The measured position of the object in each point has been calculated by applying the conversion from pixels to meters developed before. Hence, it has been possible to estimate the positional error as the difference between the measured position and the real position of the bottom-left corner of the object in each pose.
Similarly to the first test, in this one a rectangular object of shape 73 x 48 x 0.5 mm has been positioned in correspondence of the 8 measure points.
In this case the average displacement observed is equal to 6.4 mm for the x-axis and 6.5 mm for the y-axis. This highlighted how the prospectic distortions heavily affect the measurements: in fact, since the height of the object is not enough to cast shadows on the plane, these errors are only due to the lens distortions.
Since the system adoperates OpenPose to extract in real-time the hand skeleton, it has been necessary to define three hand-gestures to detect according to the position of the keypoints (see Fig. 3, Fig. 4 and Fig. 5).
However, since OpenPose estimates the hand keypoints even if they are not present, it has been necessary to define a filtering procedure to determine the output gesture according to some geometrical references:
- the thumb must be present to correctly assign the keypoints numbers
- the distance between the start and end keypoint of the thumb must be between 20 and 50 mm
- the angle between the thumb and the x-axis must be > 90°
- the distance between the start and end keypoints of index, middle and ring fingers must be between 20 and 100 mm
- the distance between the start and end keypoint of the pinky finger must be between 20 and 70 mm
The proposed gestures have been performed by three male students with pale skin in different moments of the day (morning, afternoon, late afternoon). The purpose of this test was to determine if the system was able to robustly detect the gestures also considering the illumination of the scene.
The students moved their hand around the user frame and performed the gesture one at a time. I resulted that, on average, the proposed gestures were recognized 90% of the times.
It is worth noting that gesture “positioning” was defined in such a way to reduce the misclassification of the keypoints that could happen in some cases due to the presence of only one finger (the index). In fact, it has been observed that incrementing the number of fingers clearly visible in the scene also incremented the recognition accuracy of the gesture.
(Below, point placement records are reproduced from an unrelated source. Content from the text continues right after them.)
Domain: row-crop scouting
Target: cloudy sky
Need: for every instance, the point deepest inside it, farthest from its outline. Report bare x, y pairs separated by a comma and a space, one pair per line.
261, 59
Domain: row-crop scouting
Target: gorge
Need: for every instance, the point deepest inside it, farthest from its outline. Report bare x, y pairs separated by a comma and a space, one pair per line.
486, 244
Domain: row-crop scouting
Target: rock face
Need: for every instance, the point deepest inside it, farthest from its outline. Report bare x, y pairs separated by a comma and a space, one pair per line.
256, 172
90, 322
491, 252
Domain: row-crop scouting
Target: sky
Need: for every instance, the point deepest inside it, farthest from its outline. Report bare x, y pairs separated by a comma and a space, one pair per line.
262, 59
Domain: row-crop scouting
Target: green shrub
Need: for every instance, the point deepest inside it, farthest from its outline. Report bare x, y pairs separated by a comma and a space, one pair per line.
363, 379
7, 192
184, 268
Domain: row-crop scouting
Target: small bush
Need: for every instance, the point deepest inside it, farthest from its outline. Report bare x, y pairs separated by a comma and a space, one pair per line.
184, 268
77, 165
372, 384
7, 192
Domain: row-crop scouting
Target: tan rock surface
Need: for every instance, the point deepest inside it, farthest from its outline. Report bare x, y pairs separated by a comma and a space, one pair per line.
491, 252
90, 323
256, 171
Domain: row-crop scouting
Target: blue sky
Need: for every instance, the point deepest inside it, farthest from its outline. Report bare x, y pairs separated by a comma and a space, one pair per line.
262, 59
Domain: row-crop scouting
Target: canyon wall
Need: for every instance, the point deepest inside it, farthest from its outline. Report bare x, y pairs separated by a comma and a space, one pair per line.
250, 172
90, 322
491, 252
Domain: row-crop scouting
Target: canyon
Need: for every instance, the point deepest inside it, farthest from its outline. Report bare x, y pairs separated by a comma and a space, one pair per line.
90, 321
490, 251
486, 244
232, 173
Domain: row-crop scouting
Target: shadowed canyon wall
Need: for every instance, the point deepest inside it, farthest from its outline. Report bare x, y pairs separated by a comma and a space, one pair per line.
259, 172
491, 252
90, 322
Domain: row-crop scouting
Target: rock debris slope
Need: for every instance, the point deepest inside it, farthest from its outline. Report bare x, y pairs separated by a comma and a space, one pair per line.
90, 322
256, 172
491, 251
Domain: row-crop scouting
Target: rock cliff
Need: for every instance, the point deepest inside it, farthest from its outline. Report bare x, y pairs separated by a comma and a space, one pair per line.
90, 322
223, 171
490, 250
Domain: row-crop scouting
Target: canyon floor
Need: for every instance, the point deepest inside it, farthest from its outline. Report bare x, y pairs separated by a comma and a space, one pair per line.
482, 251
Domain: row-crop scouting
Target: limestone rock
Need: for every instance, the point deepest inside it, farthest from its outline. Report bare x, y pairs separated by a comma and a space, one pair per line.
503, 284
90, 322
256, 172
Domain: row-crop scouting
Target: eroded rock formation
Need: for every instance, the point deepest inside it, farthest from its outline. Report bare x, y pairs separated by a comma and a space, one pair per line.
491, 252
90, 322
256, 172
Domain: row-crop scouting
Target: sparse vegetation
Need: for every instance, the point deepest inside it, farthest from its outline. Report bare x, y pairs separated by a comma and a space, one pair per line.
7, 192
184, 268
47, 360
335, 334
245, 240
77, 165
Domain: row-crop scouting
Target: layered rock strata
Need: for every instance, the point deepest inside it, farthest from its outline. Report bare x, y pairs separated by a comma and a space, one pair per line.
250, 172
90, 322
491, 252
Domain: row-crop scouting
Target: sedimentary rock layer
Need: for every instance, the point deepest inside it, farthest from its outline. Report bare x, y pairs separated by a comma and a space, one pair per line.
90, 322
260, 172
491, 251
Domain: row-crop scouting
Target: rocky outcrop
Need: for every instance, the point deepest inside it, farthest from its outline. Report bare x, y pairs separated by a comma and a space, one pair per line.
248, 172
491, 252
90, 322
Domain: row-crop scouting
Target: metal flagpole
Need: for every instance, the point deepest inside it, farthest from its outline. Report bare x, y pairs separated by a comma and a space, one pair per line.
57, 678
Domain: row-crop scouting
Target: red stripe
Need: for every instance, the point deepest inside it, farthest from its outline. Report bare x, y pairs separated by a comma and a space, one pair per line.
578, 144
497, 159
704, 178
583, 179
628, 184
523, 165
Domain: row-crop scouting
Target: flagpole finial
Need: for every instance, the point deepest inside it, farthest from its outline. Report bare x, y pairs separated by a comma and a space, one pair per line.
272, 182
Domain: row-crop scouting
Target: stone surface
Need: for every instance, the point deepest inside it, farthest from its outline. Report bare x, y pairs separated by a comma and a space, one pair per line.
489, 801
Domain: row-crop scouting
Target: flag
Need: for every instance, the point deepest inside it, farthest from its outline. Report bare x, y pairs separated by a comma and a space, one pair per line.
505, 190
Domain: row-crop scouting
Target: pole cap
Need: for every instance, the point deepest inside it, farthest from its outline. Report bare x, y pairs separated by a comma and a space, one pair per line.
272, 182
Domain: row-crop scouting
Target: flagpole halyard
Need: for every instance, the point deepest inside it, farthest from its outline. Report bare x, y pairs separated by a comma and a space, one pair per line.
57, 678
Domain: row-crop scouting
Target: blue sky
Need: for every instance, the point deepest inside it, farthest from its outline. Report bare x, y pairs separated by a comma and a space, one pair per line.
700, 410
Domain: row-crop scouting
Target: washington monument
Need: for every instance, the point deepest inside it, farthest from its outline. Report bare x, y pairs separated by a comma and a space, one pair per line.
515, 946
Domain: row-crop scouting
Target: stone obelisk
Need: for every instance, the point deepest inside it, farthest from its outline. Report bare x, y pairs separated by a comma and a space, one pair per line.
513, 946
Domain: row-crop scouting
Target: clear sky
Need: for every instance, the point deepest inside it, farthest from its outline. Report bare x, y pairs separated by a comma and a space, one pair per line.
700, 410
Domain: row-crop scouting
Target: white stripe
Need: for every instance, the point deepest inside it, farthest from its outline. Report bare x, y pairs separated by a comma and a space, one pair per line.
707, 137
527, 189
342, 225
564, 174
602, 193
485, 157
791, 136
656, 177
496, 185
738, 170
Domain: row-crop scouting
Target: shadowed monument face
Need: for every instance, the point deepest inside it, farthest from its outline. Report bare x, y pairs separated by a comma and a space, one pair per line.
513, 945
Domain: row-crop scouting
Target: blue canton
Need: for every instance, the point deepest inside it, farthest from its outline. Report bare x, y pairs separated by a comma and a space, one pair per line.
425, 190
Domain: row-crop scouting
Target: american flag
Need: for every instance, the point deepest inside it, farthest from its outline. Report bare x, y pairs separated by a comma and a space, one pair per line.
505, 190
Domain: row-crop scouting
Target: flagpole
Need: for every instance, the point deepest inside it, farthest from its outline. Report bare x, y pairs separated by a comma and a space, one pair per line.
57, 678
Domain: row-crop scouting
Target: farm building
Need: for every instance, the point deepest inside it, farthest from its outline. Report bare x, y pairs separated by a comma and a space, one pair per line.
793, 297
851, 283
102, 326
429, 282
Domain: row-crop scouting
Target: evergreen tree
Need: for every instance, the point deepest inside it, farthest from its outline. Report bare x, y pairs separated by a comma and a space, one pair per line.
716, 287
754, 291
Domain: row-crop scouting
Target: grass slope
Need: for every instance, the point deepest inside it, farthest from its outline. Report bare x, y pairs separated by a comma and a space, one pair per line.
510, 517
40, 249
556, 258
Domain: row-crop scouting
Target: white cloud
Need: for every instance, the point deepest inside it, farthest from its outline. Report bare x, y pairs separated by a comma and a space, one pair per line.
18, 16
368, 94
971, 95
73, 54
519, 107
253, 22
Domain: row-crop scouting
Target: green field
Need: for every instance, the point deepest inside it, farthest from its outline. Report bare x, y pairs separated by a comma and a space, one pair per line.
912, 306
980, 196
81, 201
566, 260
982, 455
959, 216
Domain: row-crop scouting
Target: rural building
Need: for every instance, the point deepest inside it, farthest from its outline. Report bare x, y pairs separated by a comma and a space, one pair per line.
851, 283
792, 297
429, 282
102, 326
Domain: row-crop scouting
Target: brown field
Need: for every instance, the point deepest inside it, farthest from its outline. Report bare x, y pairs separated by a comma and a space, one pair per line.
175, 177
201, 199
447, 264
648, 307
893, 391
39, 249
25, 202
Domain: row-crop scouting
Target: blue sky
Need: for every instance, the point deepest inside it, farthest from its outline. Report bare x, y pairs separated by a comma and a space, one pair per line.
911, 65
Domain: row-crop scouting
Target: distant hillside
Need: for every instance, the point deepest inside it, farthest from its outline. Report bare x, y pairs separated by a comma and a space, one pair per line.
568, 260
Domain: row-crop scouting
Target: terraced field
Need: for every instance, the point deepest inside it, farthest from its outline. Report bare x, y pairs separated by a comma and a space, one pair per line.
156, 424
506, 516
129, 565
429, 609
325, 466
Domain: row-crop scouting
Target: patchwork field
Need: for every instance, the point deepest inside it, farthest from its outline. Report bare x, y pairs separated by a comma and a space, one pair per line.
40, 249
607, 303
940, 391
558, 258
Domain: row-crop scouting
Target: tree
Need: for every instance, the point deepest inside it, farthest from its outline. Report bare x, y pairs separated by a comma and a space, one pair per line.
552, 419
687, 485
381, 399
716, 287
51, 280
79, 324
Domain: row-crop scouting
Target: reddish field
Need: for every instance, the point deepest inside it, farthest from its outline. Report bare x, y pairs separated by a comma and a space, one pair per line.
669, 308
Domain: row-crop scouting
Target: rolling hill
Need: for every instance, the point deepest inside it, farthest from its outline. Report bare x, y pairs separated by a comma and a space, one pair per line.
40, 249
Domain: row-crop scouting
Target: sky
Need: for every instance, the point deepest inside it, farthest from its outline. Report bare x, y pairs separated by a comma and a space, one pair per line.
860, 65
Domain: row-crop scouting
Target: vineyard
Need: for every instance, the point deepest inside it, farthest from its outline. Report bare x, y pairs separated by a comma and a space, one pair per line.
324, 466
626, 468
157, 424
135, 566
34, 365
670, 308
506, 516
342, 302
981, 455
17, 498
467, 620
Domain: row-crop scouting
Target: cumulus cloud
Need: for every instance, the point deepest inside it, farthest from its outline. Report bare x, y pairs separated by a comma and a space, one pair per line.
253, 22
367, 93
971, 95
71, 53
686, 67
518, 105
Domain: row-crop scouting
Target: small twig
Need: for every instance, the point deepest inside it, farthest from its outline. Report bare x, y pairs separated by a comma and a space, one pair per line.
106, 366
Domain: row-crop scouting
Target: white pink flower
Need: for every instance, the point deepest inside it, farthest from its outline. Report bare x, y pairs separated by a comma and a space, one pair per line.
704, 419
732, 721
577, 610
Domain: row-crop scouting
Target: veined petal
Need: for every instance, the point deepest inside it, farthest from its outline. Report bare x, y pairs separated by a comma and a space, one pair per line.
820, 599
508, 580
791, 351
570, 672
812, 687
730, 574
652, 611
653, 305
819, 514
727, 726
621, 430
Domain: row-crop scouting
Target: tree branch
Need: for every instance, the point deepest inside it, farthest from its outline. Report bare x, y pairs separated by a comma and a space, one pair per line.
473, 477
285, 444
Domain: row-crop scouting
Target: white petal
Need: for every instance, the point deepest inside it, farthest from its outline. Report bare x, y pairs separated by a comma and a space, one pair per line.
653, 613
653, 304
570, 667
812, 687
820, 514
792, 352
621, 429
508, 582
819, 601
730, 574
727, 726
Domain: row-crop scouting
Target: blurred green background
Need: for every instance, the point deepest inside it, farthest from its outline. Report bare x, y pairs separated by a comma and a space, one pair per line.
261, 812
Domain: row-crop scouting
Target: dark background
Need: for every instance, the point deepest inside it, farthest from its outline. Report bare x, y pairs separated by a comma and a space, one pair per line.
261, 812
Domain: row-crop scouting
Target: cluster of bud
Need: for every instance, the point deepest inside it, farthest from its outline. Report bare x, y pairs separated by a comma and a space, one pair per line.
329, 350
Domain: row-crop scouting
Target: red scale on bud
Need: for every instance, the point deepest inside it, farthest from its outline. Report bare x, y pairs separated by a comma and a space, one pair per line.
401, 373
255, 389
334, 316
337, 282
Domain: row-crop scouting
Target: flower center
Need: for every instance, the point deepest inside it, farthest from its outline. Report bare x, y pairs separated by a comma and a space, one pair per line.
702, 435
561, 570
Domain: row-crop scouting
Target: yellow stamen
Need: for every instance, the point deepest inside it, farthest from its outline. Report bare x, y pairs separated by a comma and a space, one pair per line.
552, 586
This is probably due to the fact that the thumb must be present to avoid misclassifications with the index finger. However, even if the “positioning” gesture adopts three fingers, only the position of the index finger’s tip (keypoint 8) is used to estimate the position to which the user is pointing to.
COMPLETE TELEOPERATION SYSTEM
The complete system is composed by (i) the gesture recognition ROS node that detects the gesture and (ii) a robot node to properly move the Sawyer cobot accordingly. Hence, since the robot workspace is vertical (as shown in Fig. 6) it has been necessary to properly calibrate the vertical workspace with respect to the robot user frame. This has been done using a centering tool to build the calibration matrix (adopting points couples of robot frame coordinates – vertical workspace coordinates).